Roundly and deservedly criticized for an, uh, lackluster (yeah, we'll use that printable descriptor) performance in the first face-to-face with Republican nominee Mitt Romney, Obama's corner men advisers promise that the president will be more aggressive this time in pointing out what Democrats say are problems in Romney's positions.
When it comes to Romney's tax plan, Obama already has received some unexpected debate preparation help.
Remember at the Democratic National Convention when President Bill Clinton derided GOP math when it came to taxes? Apparently Fox News anchor Chris Wallace paid attention.
On Sunday, Wallace aggressively challenged top Romney adviser Ed Gillespie to defend the six studies the GOP campaign has been citing as supporting its tax plan.
These analyses were first mentioned by Republican vice president candidate Paul Ryan as he deflected questions, again from Fox's Wallace, about his ticket's tax proposals. Ryan said he didn't have time to go into the math. Plus, he threw out the argument most terrifying to television folk: People would be bored and, God forbid, start changing the channel!
So he demurred when it came to specifics, but pointed to six studies that support the Romney tax plan.
But as Wallace and others have noted, those six evaluations have their own problems.
Wallace described some of the pro-Romney tax plan studies as "questionable," noting that one is "a blog from a guy who was a top adviser to George W. Bush. … So these are hardly nonpartisan studies."
Just who is in Romney's tax corner? Here are the six "studies."

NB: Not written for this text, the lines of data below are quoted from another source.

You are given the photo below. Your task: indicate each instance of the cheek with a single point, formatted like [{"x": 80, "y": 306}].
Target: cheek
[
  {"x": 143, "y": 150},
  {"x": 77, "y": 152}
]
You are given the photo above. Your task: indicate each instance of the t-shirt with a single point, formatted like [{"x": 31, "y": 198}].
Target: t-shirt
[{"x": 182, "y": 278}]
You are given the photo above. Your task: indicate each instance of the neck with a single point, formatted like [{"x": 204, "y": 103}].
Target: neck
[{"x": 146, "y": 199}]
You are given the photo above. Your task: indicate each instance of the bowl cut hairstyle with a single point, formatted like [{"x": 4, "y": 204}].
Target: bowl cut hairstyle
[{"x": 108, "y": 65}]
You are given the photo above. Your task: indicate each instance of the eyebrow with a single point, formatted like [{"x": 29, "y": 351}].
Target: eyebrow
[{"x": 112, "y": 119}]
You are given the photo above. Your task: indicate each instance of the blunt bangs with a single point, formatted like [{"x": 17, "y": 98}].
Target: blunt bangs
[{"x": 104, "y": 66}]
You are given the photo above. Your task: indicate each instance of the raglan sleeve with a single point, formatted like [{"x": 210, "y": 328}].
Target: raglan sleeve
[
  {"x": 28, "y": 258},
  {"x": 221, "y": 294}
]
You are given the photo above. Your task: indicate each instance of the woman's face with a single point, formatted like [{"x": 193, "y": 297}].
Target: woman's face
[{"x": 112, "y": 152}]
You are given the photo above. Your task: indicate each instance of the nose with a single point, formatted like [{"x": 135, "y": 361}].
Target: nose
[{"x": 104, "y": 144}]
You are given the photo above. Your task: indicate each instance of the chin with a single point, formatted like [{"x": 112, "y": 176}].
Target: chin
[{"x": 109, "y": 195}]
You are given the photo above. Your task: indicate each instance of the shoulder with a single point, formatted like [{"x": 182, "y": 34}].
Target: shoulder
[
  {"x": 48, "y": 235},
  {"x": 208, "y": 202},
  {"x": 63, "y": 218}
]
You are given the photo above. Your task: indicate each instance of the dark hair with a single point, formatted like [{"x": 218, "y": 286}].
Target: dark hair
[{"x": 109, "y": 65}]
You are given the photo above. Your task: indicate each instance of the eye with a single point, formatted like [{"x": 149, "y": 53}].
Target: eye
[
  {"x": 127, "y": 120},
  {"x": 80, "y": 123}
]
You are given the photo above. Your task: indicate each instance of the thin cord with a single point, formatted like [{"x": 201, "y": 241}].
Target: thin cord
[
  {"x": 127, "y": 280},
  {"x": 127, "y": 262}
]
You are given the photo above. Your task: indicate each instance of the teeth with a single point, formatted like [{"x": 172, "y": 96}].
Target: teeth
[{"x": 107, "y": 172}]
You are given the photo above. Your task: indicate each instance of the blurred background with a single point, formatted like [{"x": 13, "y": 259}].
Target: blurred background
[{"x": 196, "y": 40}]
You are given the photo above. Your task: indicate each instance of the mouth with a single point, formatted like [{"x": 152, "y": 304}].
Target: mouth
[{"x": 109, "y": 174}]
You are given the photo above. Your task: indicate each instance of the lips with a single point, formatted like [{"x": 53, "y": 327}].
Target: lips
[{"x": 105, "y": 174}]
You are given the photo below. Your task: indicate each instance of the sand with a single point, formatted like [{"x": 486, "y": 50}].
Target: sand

- A paper from Harvey Rosen, a professor at Princeton University, assumed Romney's lower tax rates would kick-start enough growth to pay for the revenue hole those lower tax rates would create.
- An op-ed piece in The Wall Street Journal from Marty Feldstein, a former adviser to Ronald Reagan and current Harvard professor. Feldstein, however, dropped the middle-class cap from the $200,000 level in Romney's plan to $100,000.
- A blog post by Feldstein where he essentially repeated his newspaper op-ed opinion.
- A post by Matthew Jensen at the American Enterprise Institute's blog. Jensen, a research associate at the conservative advocacy group, argued the Romney plan might cut tax preferences for municipal bonds and life insurance buildups.
- A blog post by Curtis Dubay, senior tax policy analyst for the conservative Heritage Foundation, citing his Heritage paper "Tax Policy Center’s Skewed Analysis of Governor Romney's Tax Plan."
- A tax plan analysis paid for and posted at the Romney campaign website by the GOP candidate's advisers.
As Wallace and others have noted, only a couple of the documents cited by Romney as bolstering his tax plan's workability are actual academic analyses, with one of those an in-house work. The others are blog posts and op-ed pieces written by the usual conservative suspects.
Keep your match debate score card handy to see if Obama takes advantage of this tax groundwork.